Search code examples
gitgit-submodules

How to have a clean repo, including submodules, after a pull request?


I work on a git submodule child_repo located in a parent repo project_repo with more submodules. I push changes and open pull requests in child_repo and it is the only repo (out of all the submodules) I have visibility of (and write rights), but the compilation process of the whole project includes the other submodules.

What would be the best idea to keep the whole parent repo project_repo clean and up to date after the pull request with my changes is accepted?

Currently just cloning the whole project_repo every time I need to start working on a new feature, but I do not think this is the smartest/right way.

My guess goes as following:

  • first discard all files that were not committed with git checkout --<file> or git clean -xdf. This is because I often write scripts/stuff that helps me with the task but cannot go to master.
  • git pull origin master in the project_repo for updating the references
  • git submodule update --recursive --init for updating the contents of the submodules

Solution

  • Thank you for all the detail Victor!

    I'm going to refer to the parent repo as parent_repo instead of project_repo -

    Few questions:

    • first discard all files that were not committed with git checkout -- or git clean -xdf. This is because I often write scripts/stuff that helps me with the task but cannot go to master.

    Is it correct you were thinking of doing this in parent_repo?

    Regardless, I have a pretty good idea of what you want to do.
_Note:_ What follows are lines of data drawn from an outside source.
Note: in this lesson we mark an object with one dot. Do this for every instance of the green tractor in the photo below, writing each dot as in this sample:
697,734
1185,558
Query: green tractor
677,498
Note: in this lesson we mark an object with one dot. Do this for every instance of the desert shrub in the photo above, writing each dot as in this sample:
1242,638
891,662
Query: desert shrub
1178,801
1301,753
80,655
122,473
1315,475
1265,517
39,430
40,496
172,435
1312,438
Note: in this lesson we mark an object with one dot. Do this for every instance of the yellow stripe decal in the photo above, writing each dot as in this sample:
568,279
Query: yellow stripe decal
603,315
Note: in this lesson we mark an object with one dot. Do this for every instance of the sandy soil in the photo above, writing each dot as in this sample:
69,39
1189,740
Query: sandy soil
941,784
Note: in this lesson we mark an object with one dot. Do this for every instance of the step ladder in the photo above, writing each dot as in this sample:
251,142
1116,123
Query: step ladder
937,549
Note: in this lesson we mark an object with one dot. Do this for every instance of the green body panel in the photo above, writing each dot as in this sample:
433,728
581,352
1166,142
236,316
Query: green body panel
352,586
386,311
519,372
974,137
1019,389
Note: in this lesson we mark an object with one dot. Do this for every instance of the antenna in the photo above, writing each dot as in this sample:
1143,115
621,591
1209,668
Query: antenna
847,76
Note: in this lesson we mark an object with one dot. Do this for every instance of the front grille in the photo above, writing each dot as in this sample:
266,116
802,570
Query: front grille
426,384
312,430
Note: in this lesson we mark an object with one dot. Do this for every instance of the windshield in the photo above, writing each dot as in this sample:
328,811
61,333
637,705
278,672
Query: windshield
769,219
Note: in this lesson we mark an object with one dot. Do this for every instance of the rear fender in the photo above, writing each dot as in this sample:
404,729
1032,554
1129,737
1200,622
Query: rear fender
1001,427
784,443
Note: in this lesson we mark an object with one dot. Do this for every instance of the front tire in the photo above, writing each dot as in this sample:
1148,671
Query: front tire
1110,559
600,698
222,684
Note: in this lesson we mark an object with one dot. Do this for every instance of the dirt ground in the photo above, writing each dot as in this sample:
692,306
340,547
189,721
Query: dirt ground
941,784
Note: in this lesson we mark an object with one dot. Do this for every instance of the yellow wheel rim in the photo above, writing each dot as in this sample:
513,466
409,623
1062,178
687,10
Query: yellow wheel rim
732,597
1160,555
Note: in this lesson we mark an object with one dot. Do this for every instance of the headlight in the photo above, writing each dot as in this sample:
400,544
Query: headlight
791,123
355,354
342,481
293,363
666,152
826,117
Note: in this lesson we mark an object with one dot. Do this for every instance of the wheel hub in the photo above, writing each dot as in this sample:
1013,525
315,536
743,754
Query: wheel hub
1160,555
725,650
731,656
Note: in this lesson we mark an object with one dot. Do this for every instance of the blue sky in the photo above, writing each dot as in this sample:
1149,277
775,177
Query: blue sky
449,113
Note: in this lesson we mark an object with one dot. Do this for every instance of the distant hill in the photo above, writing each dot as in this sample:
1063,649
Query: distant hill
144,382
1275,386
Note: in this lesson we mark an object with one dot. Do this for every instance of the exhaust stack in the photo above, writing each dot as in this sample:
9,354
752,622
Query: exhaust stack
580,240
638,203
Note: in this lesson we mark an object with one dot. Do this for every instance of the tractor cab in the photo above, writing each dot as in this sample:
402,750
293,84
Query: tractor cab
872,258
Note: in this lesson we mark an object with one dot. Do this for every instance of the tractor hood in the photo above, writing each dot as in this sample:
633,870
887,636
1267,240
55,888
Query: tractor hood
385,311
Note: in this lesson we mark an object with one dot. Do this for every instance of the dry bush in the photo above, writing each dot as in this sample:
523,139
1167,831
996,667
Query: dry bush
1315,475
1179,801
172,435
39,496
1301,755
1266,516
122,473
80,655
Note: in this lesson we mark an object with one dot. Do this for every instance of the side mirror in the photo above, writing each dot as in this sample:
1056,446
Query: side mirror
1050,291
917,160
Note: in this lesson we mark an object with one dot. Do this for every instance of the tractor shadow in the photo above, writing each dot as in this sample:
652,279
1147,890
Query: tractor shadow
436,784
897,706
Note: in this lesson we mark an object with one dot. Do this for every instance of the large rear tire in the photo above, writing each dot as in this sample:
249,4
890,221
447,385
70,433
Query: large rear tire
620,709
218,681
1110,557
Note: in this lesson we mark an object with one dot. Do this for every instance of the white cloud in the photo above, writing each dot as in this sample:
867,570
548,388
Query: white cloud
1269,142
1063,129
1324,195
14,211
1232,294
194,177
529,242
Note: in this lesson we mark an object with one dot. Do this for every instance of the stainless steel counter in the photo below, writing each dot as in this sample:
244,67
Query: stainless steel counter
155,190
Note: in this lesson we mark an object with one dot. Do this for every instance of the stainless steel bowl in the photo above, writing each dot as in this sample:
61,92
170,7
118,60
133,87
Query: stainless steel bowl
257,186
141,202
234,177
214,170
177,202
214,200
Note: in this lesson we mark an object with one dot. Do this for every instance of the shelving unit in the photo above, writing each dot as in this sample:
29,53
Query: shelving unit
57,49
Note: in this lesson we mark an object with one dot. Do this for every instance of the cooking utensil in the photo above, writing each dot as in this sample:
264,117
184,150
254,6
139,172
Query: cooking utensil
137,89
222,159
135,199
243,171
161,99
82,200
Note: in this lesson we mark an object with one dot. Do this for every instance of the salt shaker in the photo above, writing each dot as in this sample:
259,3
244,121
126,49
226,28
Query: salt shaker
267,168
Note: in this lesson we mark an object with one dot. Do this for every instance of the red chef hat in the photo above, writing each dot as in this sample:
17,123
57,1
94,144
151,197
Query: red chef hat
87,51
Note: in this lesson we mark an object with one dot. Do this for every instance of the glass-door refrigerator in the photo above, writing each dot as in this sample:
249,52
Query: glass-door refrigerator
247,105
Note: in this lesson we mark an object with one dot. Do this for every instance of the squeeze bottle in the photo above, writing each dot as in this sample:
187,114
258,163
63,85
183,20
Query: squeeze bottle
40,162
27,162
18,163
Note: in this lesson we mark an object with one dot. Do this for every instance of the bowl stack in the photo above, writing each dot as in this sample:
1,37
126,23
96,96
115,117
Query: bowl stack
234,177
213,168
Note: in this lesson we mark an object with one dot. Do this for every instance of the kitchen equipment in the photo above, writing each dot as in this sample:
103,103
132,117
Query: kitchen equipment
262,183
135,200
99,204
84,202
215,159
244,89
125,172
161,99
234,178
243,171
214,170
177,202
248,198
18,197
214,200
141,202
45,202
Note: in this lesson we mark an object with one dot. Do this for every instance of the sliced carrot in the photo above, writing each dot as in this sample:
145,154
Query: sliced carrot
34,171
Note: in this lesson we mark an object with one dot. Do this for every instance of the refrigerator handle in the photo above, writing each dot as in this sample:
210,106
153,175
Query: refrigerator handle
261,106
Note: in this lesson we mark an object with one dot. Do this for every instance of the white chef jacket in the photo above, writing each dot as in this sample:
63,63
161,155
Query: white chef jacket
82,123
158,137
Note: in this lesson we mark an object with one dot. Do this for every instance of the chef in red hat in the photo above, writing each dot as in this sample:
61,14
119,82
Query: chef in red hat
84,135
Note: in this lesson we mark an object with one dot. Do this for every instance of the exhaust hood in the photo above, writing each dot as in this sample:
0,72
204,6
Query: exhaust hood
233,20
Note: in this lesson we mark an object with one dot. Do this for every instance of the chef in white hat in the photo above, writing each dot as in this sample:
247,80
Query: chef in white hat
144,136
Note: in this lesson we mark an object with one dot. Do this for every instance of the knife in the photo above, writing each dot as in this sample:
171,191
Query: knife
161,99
    Assuming the settings for your child_repo inside parent_repo/.gitmodules have branch set to master, like we in this example below:

    [submodule "src/child_repo"]
     path = src/child_repo
     branch = master # or whatever branch your PR's for child_repo get merged into
    
     # extra (unrelated) notes on other settings here:
     url = ../child.git # if parent url is github.com/company/parent, use a relative url for your child_repo, this can avoid git auth/permission/repo access issues in some ci/cd environments
     fetchRecurseSubmodules = true # hopefully this setting is pointless
     # update = merge # you generally dont want to merge by default
    

    After your PR to child_repo is merged, you have the right idea, but can be optimized slightly.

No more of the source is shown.